EvaMaeRey / mytidytuesday

little demos with tidytuesday data
https://evamaerey.github.io/mytidytuesday/
5 stars 3 forks source link

tidypivot feedback #3

Open brshallo opened 2 years ago

brshallo commented 2 years ago

Per Twitter DM conversation, here are my initial notes on your investigation into a pivot table like interface (tables)

On the whole, sounds like a really good idea -- am a bit surprised someone hasn't done a tidyverse <--> pivot-table like interface (which seems could be useful for analysts coming over to R from excel).

Notes through step 0

Did not know about uncount() , thanks!

base R's table() is a bit more pivot table like than the tidyr::pivot_* functions, but it is limited to just the 2-d case.

with(tidy_titanic, table(Sex, Survived))

Notes step 1

I see how you have y and y0, I'm wondering if the equivalent for x's may be limited by tibble/data.frame structure. It may work building this on top of data.frames but also makes me wonder if a new class would be better that allowed for multiple column headers and multiple row labels... or something... (but trying to do this would obviously add a lot of work... I do know tidyverse has documentation on building new classes on top of dataframes but haven't ever looked at.)

Notes on question at end

  1. I don't know if it does or doesn't. I feel like there is a lot of #rstats stuff out there that attempts to replicate bits of excel functionality so wouldn't be surprised if something like it did, but I don't know of it.
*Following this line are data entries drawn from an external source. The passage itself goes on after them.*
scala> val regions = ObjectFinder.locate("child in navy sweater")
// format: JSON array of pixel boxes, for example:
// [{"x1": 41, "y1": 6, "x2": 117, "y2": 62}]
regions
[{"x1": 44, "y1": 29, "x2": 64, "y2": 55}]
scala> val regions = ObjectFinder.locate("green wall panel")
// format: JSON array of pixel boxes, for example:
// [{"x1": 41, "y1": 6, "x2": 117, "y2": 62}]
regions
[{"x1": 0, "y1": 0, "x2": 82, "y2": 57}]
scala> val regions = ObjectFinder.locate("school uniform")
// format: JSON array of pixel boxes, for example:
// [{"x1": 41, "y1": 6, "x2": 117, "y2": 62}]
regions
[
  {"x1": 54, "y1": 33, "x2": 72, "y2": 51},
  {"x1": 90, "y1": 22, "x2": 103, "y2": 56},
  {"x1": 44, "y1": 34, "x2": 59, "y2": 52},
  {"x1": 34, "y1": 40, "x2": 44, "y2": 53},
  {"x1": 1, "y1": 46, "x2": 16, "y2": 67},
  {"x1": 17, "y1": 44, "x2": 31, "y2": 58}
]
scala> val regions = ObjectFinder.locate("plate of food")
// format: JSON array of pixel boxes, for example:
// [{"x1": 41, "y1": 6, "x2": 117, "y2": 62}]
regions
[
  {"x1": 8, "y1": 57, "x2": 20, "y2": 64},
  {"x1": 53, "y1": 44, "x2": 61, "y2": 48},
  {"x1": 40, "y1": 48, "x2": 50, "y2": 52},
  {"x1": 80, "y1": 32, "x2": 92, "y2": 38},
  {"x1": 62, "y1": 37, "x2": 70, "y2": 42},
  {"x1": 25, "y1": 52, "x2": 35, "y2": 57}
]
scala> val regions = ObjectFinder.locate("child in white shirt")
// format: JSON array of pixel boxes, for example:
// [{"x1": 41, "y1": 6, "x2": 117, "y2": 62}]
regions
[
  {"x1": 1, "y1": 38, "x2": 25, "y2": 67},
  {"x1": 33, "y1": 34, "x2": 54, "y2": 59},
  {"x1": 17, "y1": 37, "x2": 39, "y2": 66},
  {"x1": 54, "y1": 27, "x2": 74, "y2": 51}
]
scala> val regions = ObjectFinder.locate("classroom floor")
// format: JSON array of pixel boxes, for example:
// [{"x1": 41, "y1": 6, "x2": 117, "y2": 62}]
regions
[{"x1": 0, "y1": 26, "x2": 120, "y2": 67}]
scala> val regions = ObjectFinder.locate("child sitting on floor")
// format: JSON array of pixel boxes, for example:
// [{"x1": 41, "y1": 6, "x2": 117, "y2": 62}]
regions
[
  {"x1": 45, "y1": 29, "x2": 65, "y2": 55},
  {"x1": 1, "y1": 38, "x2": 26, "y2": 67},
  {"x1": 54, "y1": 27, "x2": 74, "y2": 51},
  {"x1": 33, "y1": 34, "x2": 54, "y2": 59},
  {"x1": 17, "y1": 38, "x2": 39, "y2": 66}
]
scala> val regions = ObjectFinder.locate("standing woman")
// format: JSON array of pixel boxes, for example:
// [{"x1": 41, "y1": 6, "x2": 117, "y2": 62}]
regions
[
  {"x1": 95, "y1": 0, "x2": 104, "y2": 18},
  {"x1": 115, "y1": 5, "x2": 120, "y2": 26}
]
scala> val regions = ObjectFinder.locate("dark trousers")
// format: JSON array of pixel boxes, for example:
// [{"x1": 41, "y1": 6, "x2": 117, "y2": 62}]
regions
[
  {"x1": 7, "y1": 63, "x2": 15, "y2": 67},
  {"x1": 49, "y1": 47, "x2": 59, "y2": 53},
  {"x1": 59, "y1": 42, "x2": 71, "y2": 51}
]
You might ping David Gohel and see if he's aware of anything.

  2. I like the API you describe here better (allowing each to take multiple arguments), I also think I like arguments of rows and cols better.

I feel like rather than having a y0 argument, this should be handled by multiple variables passed into a vector or tidyselection specification.

For example rather than:

tidy_titanic %>% 
  pivot_count(y = Survived, x = Sex, y0 = Class)

Would have:

# function doesn't really work outside of specific examples below
pivot_table <- function(data, rows, cols){

  tidy <- data %>% 
    group_by(across(c({{rows}}, {{cols}}))) %>% 
    summarize(value = n()) %>%
    ungroup()

  tidy %>% 
    pivot_wider(names_from = {{cols}})
}

tidy_titanic %>% 
  pivot_table(cols = Sex, rows = c(Class, Survived))

(Which has the same output as your example.)

This works the other way too but has the issue mentioned above of only one column header (so levels just get concatenated).

tidy_titanic %>% 
  pivot_table(cols = c(Class, Survived), rows = Sex)

Like idea of cols and rows both be able to take either a vector (as shwon above) or any tidyselection (e.g. all_of("Class", "Survived")).

Also think would be nice to have a .fns argument that could take in things like list(n = n, sum = sum), etc. (similar to how dplyr::across() takes in functions). If you do this, could have a more generic name like pivot_table() and don't need to have separate functions for each aggregation type (and gives more flexibility to user-- there's a lot could do here in terms of interface, e.g. if wanted to make it possible for aggregations to specify variables inside of them...).

Similarly, I'm wondering if there's some way you wouldn't have to make a separate function like two_way_prop()and what kind of API make sense for getting across the "Show Values As" options in excel. Maybe a within-like argument, where this is just a grouping specification, or maybe there are different functions that get across the logic for the "Show Values As" logic...

Alternative approach

One thing about the approach described above is that while it supports tidyselection it's not a traditional lego-block/pipe-based approach that is characteristic of tidyverse style syntax -- an alternative more pipe-based API would be something where you build up a pivot table piece by piece (more like a ggplot2 or tidymodels workflow object), e.g.

tidy_titanic %>%
  pivot_table() %>%
  add_rows(c(Class, Survived)) %>%
  add_cols(Sex)
#  add_funs(n)

This mirrors the way pivot tables are created step by step (though am not sure if this is actually necessary).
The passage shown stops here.